The proper way of using transitions in Adobe Premiere Pro

SIYAH (Summary If You Are in a Hurry): If you want your clip to fade to black, apply simple cross-fade at its end. Use dip to black only as a transition between two clips, not at the beginning or at the end of a clip.

There seems to be some misunderstanding about how and when to apply transitions like Dip to Black or Dip to White in Premiere Pro. It is even propagated in some training videos and this is pretty unfortunate. I hope this article makes the issue clearer.

First, let’s take a look at how transitions work in Premiere in general.

You can apply any transition as a transition between two clips (“Normal transition”). By default it will be centered on the edit point, although you can easily change it either in the timeline, or in the effect control panel. The transition will then be applied between the two clips – applying the cross-fade, slide, wipe, swush and any other wild effect that you choose to use.

Standard cross-fade transition applied between two clips gives an expected result.

You can also apply a transition at the beginning, or at the end of a given clip (“Single transition”). In that case, Premiere will act as if it was applied between your clip, and a transparent video clip, revealing (but not proplerly transitioning to) the layers beneath, and if there are no layers, the black background.

Cross-fade transition applied at the beginning of a single clip. It is the proper way to fade the clip from or to black.

Push is a good example of the difference between transition and reveal. If you apply it between two clips, you will see both pictures moving. However, if you only apply it to a clip on a layer above, only the clip with the transition will move, revealing a static clip beneath. There are times that you might want to use one way or the other, depending on your artistic preference. No way is necessarily more proper than another, just be aware of the difference.

Push transition applied as the transition between two clips. Both clips take part in the movement.

Push transition applied at the end of a clip reveals the underlying static layer. Only the clip with the transition is moving.

Now let’s take a look at how Dip to Black or Dip to White transitions work.

Each is an equivalent to creating a single frame of black or white, and cross-fading first the outgoing clip into the given color, and then fading in the incoming clip from this color.

Dip to Black as a transition fades the outgoing clip to black, and then reveals the incoming clip by fading from black.

It means, that if you apply it at the beginning, or at the end of the clip you will see the clip fading to the color in the middle of the transition, not at the end of it.

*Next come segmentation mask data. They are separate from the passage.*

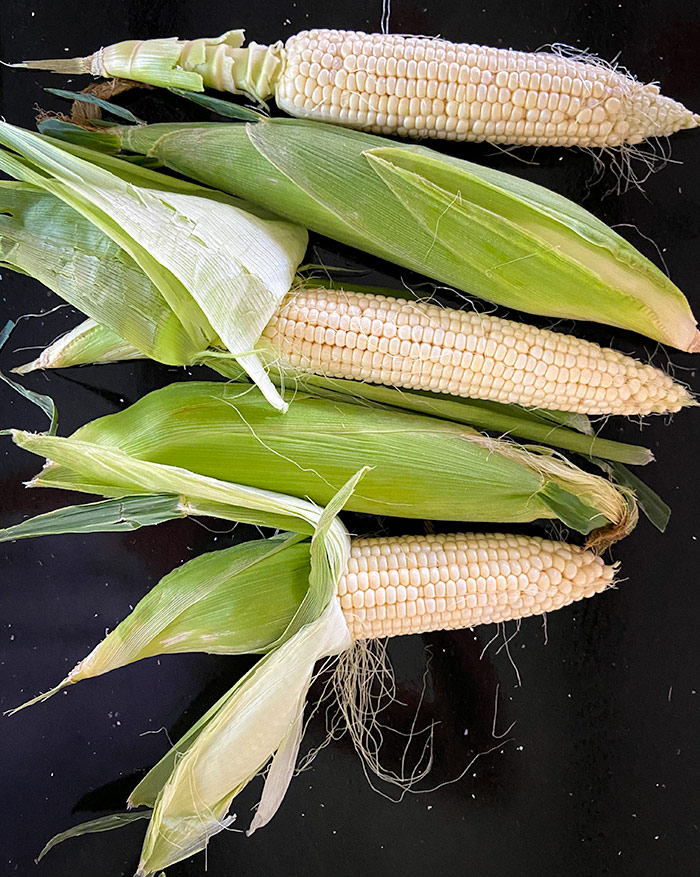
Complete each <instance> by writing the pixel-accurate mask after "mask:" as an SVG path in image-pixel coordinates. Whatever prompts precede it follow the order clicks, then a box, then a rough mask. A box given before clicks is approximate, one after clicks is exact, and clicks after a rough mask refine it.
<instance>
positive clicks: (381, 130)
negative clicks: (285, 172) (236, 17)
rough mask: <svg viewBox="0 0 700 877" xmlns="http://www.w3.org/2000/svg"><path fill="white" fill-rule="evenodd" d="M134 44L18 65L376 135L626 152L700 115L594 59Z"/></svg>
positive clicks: (677, 102) (379, 50) (515, 53)
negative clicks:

I’ve seen people compensating for it by tweaking the transition end point in the effect panel, which seems to me the worst possible way to do it. Let me repeat: you should never use Dip to Black or Dip to White at the beginning or at the end of a single clip. Use it only as a transition between two clips.

Dip to Black applied to the beginning of the clip will produce the first half of the transition as black frames. You should never do that. Ever.

Dip to black might also produce some weird results with multiple layers or transitions stacked upon each other. It used to be worse in previous versions (the example shown in the video mentioned at the beginning would fade the whole sequence to black upon encountering the video due to a bug in render order in CS3), but still dip to black will fade all layers below itself to black, not only the clip that you apply the transition to. It might surprise you, especially if you don’t know how exactly the effect works.

Dip to Black applied to a given layer will fade to black not only this layer, but also all the layers beneath, and in earlier versions of Premiere also the layer above. Unless you know what you are doing, stay away from this method of applying this effect.

I hope this clears the issue.

Tips

Additionally I’d like to offer a few productivity tips regarding the transitions in Premiere Pro CS6:

  • Keyboard shortcut for “Apply Video Transition” is set by default to ctrl/cmd+D. Set your default transition to Film Dissolve or Dip to Black, and redefine as ctrl+alt/cmd+opt + D.
  • Define a keyboard shortcut for “Apply Video Crossfade Transition” as ctrl/cmd+D.
  • You can also customize “Apply Video Dip To White Transition” and “Apply Video Wipe Transition” in a similar manner, if you so choose.
  • To apply a transition at the beginning or at the end of the clip that is adjacent to another clip, hold ctrl/cmd while dragging the transition from the bin – unfortunately, no keyboard equivalent exists yet. This tip also applies to earlier versions of Premiere.